Dissertationes Academiae Artium Estoniae 15
Author: Andres Kurg
Supervisor: Katrin Kivimaa
Editor: Justin Ions
Design: Indrek Sirkel
In English
256 pages
Published by the Estonian Academy of Arts, Tallinn 2014
Andres Kurg’s PhD thesis examines a group of artists, designers and architects who operated at the end of the 1960s in Tallinn. Their work was based on the new discourses and institutions of the Khrushchev’s thaw era and the subsequent period – technical aesthetics, information theory and cybernetics – although they became quite critical of these discourses in the second half of the 1970s.
The central issue of the thesis is how alternative art in the Soviet Union associated with the changes in spatial environment and in subject-creation, and whether it thus makes sense to call this art ‘unofficial’. The opposition of unofficial and official art, typical of late Soviet art, is studied here as part of a broader dichotomy of the public and the private, which has structured several treatments of socialist societies.

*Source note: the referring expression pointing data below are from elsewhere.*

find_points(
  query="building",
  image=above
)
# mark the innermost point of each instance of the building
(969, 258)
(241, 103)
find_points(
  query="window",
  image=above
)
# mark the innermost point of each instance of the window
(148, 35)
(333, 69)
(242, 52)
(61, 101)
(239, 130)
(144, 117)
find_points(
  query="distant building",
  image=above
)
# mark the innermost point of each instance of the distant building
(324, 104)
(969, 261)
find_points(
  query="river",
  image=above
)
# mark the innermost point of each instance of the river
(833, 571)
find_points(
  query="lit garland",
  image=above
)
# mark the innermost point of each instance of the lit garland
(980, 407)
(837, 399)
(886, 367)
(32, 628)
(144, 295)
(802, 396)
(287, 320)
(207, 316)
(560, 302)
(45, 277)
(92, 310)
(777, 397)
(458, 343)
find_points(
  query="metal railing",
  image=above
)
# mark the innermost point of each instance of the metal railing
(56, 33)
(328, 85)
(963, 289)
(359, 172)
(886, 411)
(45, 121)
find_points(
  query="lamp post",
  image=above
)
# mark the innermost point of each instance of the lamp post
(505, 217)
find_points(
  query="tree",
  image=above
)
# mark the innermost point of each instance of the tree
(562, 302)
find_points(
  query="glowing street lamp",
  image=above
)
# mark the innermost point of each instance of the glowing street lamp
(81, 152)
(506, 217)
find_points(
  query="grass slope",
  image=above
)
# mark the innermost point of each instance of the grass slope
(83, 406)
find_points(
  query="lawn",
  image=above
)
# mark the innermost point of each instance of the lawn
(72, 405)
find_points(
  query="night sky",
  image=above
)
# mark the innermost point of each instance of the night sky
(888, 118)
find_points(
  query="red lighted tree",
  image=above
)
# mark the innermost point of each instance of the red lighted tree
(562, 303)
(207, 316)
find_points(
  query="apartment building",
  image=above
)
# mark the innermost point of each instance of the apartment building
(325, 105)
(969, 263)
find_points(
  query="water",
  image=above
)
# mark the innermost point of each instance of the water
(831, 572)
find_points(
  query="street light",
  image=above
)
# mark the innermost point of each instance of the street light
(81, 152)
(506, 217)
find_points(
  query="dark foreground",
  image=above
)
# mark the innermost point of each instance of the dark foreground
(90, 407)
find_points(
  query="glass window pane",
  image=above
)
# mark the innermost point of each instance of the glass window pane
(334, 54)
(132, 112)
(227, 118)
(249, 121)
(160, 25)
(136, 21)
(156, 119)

It becomes evident that several changes that are today in full swing have their history in the works of artists in Tallinn in the 1970s and in discussions resonating in them. Tackling the notion of unofficial art and examining works of art and architecture in connection with spatial context and changes of subjectivity are presented in articles that constitute the PhD thesis. The articles were published between 2009 and 2012 and each concentrates on one case in the work of architects and artists in Tallinn from the late 1960s onwards.